Rome
La basilique Saint Clément du Latran
Clocher (XVIIe siècle) et façade (XVIIIe siècle)
La Basilique Saint-Clément-du-Latran (en italien : Basilica di San Clemente al Laterano) est une basilique religieuse catholique, située à Rome en Italie et dédiée à Clément Ier.
Sur
le site, se trouve un complexe de bâtiments sur plusieurs niveaux, dont
trois sont dégagés : le niveau archéologique inférieur date de l'empire
romain, avec un mithraeum, dédié à Mithra et un autre bâtiment.
Au-dessus, une église du Ve siècle,
détruite par les Normands. L'église actuelle est construite par-dessus
cette dernière, peu avant l'an 1100 au cours du Haut Moyen Âge.
Histoire
Le titulus Clementis et la basilique de Saint-Clément
Article détaillé : Tituli chrétiens à Rome.
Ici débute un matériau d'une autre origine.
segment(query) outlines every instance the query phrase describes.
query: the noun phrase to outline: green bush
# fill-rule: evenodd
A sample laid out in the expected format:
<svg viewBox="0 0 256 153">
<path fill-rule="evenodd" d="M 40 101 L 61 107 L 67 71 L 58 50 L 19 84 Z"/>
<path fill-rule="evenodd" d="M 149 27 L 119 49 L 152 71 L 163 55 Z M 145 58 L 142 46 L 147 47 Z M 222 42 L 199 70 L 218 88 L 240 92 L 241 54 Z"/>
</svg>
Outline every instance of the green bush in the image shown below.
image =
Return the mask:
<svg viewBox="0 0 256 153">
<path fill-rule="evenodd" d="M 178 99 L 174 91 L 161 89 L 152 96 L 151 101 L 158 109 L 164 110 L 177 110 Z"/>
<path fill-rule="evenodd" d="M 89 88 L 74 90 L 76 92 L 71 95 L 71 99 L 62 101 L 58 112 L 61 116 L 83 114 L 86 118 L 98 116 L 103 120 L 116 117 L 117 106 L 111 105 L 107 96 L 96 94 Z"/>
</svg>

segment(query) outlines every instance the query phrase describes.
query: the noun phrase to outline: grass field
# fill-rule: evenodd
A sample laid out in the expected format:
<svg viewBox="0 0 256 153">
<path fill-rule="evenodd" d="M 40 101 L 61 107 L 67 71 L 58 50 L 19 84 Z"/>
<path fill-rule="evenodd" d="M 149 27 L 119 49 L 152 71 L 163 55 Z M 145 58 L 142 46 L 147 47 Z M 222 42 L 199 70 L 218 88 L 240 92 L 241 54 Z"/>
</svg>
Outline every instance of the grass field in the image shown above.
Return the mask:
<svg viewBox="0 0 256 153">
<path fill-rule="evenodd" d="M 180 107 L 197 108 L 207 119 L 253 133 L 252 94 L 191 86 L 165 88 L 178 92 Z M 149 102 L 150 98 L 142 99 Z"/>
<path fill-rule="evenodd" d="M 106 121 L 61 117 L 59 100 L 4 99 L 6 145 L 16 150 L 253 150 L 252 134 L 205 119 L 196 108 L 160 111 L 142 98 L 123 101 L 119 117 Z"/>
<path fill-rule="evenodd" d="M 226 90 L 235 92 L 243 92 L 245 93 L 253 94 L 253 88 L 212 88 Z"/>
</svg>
La désignation titulus Clementis (littéralement propriété de Clément)
apparait pour la première fois dans les actes de l'évêque de Rome
Sirice (384-398) et désigne le lieu de culte correspondant à la future
basilique de Saint Clément. Le titulus Clementis fait alors partie des 25 tituli, églises existant à l'intérieur de Rome, identifiées lors des conciles romains de 499 et 595.
La
basilique antique est le lieu de conciles présidés par les papes
Zosimus (417) et Symmaque (499). En 533, Mercurius, prêtre du titulus Clementis est élu pape, et prend le nom de Jean II (533-535).
Le
dernier événement majeur ayant lieu dans la basilique inférieure est
l'élection en tant que pape du cardinal de Saint-Clément, Rainerius,
sous le nom de Pascal II, en 1099.
En
1084, Rome est mise à sac par les troupes du normand Robert Guiscard.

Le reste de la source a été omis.